1. Anschluß zwischen einem ein Außengewinde aufweisenden Stutzen (3), insbesondere Pumpenstutzen, und einem am Stutzen koaxial anzuschraubenden Rohr (8) mit einem Rohrendabschnitt (9), der einen Außenflansch aufweist, an dem sich der Innenflansch einer Überwurfmutter (10) abstützt, die am Außengewinde des Stutzens (3) angeschraubt ist, wobei gegen die Stirnfläche (13) des Rohrendabschnitts (9) und gegen die Stirnfläche (6) des Stutzens (3) eine ringförmige Dichtungsscheibe (14) anliegt, und mit einem zwischen dem Außengewinde des Stutzens (3) und dem Innengewinde der Überwurfmutter (10) einliegenden Ausgleichsrohrabschnitt (11), dessen Innengewinde in das Außengewinde des Stutzens (3) und dessen Außengewinde in das Innengewinde der Überwurfmutter (10) eingreift, dadurch gekennzeichnet, daß zwischen der Stirnfläche (13) des Rohrendabschnitts (9) und der Stirnfläche (6) des Stutzens (3) eine einzige Dichtungsscheibe (14) einliegt, die bei einem kleineren Durchmesser der Stutzen-Stirnfläche (6) als dem der Rohrendabschnitt-Stirnfläche (13) innerhalb ihres nachgiebigen Materials eine Einlage (15) höherer Festigkeit aufweist, die durch den Anpreßdruck nicht oder nur wenig verformbar ist, und daß die Stirnfläche (16) des Ausgleichsrohrabschnitts (11) gegenüber der Stirnfläche (6) des Stutzens (3) axial zurückspringt.

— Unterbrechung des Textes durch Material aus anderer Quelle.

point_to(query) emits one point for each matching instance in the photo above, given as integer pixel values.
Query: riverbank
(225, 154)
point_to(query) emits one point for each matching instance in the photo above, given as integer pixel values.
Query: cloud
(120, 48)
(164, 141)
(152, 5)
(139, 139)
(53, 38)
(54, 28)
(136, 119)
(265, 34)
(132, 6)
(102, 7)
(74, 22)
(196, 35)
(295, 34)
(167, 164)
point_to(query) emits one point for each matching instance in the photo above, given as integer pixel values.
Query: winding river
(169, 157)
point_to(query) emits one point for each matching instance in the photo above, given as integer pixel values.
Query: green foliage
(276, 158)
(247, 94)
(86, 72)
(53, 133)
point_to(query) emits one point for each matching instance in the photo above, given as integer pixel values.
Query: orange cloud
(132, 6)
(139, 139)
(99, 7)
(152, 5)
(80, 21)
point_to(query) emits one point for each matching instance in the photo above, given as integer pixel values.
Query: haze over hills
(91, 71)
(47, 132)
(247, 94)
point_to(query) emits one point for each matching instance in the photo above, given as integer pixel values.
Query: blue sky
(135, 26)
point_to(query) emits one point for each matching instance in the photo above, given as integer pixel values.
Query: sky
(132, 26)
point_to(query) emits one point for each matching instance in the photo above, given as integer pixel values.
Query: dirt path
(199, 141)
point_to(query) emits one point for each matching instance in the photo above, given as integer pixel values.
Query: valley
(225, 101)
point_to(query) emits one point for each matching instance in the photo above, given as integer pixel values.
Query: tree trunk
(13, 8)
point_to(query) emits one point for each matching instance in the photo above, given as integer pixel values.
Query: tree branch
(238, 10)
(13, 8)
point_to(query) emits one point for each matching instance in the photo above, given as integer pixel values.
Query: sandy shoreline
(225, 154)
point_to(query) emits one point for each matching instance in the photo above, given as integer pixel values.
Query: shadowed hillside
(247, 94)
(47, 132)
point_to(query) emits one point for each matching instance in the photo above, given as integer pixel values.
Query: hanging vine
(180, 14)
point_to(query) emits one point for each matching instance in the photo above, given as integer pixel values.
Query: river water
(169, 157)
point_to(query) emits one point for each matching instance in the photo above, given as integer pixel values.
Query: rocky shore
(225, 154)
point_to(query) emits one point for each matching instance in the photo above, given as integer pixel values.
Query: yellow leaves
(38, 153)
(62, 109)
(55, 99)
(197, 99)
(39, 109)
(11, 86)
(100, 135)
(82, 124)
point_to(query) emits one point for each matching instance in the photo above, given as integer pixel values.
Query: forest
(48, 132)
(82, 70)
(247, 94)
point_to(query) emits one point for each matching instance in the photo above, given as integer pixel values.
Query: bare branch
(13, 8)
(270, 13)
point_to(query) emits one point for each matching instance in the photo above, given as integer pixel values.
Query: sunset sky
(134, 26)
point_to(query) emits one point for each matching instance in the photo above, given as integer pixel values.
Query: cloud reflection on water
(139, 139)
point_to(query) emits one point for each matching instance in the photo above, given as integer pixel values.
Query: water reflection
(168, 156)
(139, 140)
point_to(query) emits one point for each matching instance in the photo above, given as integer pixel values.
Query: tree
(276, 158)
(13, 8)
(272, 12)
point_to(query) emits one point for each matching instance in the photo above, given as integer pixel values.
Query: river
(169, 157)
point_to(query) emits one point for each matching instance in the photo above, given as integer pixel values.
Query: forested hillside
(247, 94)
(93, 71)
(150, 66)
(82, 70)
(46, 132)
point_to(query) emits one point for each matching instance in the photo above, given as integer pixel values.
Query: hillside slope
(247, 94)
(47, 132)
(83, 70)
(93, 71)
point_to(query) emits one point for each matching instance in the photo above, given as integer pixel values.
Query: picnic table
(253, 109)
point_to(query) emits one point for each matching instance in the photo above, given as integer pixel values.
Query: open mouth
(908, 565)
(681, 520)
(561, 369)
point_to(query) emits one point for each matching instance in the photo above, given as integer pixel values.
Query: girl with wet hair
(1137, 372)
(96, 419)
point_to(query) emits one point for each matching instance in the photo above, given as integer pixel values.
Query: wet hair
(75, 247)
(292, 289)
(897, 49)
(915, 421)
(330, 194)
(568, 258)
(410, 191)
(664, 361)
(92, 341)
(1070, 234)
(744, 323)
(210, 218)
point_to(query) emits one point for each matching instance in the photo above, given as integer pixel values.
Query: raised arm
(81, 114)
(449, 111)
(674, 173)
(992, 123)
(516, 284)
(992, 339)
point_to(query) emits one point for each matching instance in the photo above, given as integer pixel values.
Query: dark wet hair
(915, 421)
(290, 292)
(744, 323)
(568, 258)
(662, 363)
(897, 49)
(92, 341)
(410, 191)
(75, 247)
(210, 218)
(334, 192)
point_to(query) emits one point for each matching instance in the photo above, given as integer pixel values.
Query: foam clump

2. Anschluß nach Anspruch 1, mit einem Außenflansch des Ausgleichsrohrabschnitts auf dem dem Stutzen zugewandten Ende, dadurch gekennzeichnet, daß der Außenflansch an der dem Stutzen zugewandten Stirnfläche (12) der Überwurfmutter (10) anliegt.
3. Anschluß nach Anspruch 1 oder 2, dadurch gekennzeichnet, daß der Innendurchmesser der Dichtungsscheibe (14) gleich dem Innendurchmesser der Stirnfläche (6) des Stutzens (3) und der Außendurchmesser der Dichtungsscheibe (14) gleich dem Außendurchmesser der dem Stutzen (3) zugewandten Stirnfläche (13) des Rohrabschnitts (9) ist.
4. Anschluß nach einem der Ansprüche 1 bis 3, dadurch gekennzeichnet, daß für einen Außendurchmesser des Stutzens (3) unterschiedliche Ausgleichsrohrabschnitte (11) vorgesehen sind, deren Innendurchmesser (I) im Bereich des Innengewindes gleich und deren Außendurchmesser (A) im Bereich des Außengewindes unterschiedlich groß sind.